人々の生活を破壊する自然災害:それでも、関心の薄い気候変動! (RTE-News, Sep 13, 2022)
世界気象機構 (The World Meteorological Organisation)が中心になって各国の気候変動に関する研究結果をまとめた報告書「United in Scinece 2022 (科学連合2022)」によると、パリ協定で地球温暖化対策の目標とした、
『2030年までに世界の平均気温の上昇を産業革命以前に比べて 1.5℃に抑える』
を達成するためには、現在の温暖化ガス排出量の削減量を7倍に引き上げる必要があるという。
さまもないと、災害リスクを抱える地域あるいは都市の住民は、これまで以上に
「Socio-ecoomic imapacts (社会・経済的影響)を受けかねない状況にある。
なお、国連のグテーレス事務総長は、「気候崩壊 (climate disruption)が急激に加速すると、気象関連災害 (weather retated disasters)、すなわち
・floods:洪水
・drougts:旱魃
・heatwaves:熱波
・extrem storms:暴風雨
・wildfires:山火事
から逃れられる人など誰もいなくなる」と指摘する。
実は、その災害の規模、頻度も拡大し続けているのだ。過去60年間で、自然災害の発生件数は 5倍に増加したという。
この夏に限っても
・Europe:heatwaves (熱波)
・Pakistan:colossal floods (大洪水)
・China, Horn of Africa & US:prolonged droughts (長引く旱魃)

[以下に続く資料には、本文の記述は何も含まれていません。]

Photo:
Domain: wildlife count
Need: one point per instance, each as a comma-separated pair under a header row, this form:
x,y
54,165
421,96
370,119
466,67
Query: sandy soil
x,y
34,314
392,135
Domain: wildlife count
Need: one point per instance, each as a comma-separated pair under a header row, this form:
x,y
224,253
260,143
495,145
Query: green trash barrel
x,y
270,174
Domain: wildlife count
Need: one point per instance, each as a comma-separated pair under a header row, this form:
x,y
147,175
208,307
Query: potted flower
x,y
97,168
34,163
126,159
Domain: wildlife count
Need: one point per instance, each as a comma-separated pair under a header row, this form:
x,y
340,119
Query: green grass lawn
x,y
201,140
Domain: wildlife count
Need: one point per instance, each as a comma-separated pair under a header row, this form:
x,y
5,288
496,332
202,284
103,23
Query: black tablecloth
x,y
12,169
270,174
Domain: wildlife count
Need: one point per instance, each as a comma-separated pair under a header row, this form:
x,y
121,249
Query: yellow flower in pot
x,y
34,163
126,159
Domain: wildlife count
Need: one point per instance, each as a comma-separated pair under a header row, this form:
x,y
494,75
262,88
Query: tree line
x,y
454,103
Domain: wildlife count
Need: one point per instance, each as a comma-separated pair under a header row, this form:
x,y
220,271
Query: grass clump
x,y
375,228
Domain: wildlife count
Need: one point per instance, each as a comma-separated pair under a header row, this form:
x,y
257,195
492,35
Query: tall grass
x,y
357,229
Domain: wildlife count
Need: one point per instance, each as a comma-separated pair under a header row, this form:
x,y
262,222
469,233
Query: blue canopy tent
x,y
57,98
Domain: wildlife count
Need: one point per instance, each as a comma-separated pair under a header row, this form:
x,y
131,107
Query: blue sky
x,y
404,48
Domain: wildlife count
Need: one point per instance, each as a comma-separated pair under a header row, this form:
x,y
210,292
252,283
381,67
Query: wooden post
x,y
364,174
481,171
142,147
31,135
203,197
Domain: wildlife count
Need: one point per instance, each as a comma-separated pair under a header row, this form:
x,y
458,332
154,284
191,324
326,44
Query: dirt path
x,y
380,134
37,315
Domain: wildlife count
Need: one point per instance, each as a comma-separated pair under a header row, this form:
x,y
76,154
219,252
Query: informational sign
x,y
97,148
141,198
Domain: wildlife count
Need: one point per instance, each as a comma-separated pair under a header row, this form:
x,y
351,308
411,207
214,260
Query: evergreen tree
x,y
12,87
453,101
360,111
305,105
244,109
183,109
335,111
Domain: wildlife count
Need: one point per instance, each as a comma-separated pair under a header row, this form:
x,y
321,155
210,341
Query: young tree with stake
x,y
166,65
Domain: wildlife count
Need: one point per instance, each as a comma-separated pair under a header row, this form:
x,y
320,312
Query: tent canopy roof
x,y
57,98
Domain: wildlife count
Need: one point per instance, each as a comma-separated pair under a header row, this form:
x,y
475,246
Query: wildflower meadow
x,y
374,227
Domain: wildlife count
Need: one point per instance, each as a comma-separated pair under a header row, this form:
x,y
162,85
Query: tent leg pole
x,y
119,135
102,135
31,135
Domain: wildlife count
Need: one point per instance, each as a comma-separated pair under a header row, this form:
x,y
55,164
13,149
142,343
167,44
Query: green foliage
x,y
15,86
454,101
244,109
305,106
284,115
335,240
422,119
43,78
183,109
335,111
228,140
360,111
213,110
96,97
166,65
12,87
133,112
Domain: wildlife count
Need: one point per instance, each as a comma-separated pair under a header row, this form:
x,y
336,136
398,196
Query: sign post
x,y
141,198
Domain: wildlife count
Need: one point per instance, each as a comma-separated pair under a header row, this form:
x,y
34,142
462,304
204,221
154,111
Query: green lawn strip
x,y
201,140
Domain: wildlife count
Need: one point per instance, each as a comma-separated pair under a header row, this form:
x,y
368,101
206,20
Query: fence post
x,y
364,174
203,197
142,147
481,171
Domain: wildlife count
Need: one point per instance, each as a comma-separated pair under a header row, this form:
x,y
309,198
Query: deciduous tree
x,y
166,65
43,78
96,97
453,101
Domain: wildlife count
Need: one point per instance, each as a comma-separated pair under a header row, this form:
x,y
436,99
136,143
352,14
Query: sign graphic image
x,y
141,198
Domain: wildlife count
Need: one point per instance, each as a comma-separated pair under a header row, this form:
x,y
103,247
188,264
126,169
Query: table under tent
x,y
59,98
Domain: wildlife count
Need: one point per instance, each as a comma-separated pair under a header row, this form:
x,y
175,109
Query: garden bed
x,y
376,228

などの災害がきわだった。それもこれも、グテーレス事務総長の言葉を借りれば、
・They are the price of humanity’s fossil fuel addiction.
(すべては、人類の化石燃料中毒の代償だ。)
さらに、WMO報告書は警告する。
” The world is heading in the wrong direction, and without much more ambitious climate action, the impacts of climate change will be increasingly devastating.”
[ この世界はまちがった方向に向かっている。したがって、これまでよりもはるかに思い切った気候変動対策をとらない限り、気候変動の影響はますます壊滅的なものになるであろう。]
とくに、熱波は今後も世界中の都市を襲い、2050年になると、都市人口の16億人以上が、1年のうち 3ヶ月が平均気温35℃以上の熱波に悩まされることも、ごく当たり前の時代を迎えると指摘する。
おわりに:多くの人にとって、目の前に差し迫った最大の脅威は「地球温暖化」ではない。それよりも、中国武漢から世界中に広まった新型コロナウイルスの感染と、ロシアのウクライナ侵略戦争が断然に気がかりだ。
そのウイルスは、変異を繰り返して、感染力を強め、全世界の正常な医療システム、社会生活、それに経済活動を麻痺させた。また、ロシアの無謀な戦争は、全世界にエネルギー・食糧危機、物価高、インフレを招き、平和な世界の経済を大混乱におとしいれた。
この2つは、誰にも予想がつかない、とほうもない大事件だった。このせいで、人々は、気候変動を考える余裕を失ったのだ。
さて、2022年も残すところ、あと60日ばかり。来年も「前代未聞」の事件あるいは「前代未聞」の自然災害が起こるのだろうか。自然災害とて、コロナ、戦争と同じ。ときに、命に関わることもある。これを忘れてはいけない。